Tra linguaggio e pensiero

 

Nei primi due capitoli affronta lo spinoso tema del rapporto tra linguaggio e pensiero. Tesi già note ai più ma che riporto brevemente. Per Chomsky la genesi del linguaggio resta avvolta in una coltre di mistero, e come Galileo anche Chomsky ritiene che la nascita del linguaggio sia stata un'impresa che supera «tutte le invenzioni stupende», persino quelle di «un Michelangelo, un Raffaello, un Tiziano» (Galileo [1632] 2002, p. 132). Gli ultimi studi paleontologici di Ian Tattersal suggeriscono che la nascita del linguaggio sia avvenuta tra i 50.000 e i 100.000 anni fa.
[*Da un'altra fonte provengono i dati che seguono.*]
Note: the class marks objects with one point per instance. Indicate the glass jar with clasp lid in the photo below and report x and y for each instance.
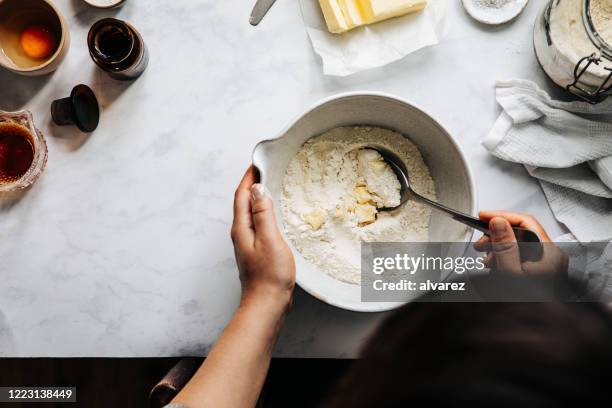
(573, 44)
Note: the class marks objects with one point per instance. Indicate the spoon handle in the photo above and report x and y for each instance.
(530, 246)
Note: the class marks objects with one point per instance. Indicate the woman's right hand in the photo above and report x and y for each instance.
(504, 250)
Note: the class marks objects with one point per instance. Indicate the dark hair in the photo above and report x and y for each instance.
(498, 354)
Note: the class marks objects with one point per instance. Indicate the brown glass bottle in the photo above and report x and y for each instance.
(117, 48)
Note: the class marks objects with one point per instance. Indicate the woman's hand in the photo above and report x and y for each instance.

Un intervallo di tempo molto breve nella prospettiva ampia della storia dell’uomo, come denota Yuval Noah Harari nel primo testo della sua trilogia sulla storia dell’umanità (Noah Harari 2014).

 

La questione del linguaggio

 

L’origine del linguaggio resta di difficile esplorazione, ma ciò non ha impedito lo sviluppo di diverse teorie linguistiche.

 

Secondo alcuni classici, come Saussure, la lingua è una riserva di immagini lessicali che risiede nella mente dei membri di una comunità, che «esiste solo in virtù d’una sorta di contratto stretto tra i membri di una comunità». Per Leonard Bloomfield, la lingua è un insieme di abitudini per reagire alle situazioni tramite suoni linguistici convenzionali e per rispondere a questi suoni con le azioni […] A sua volta, Edward Sapir ha definito la lingua «un metodo puramente umano e non istintivo per comunicare idee, emozioni e desideri attraverso un sistema di simboli volontariamente prodotti.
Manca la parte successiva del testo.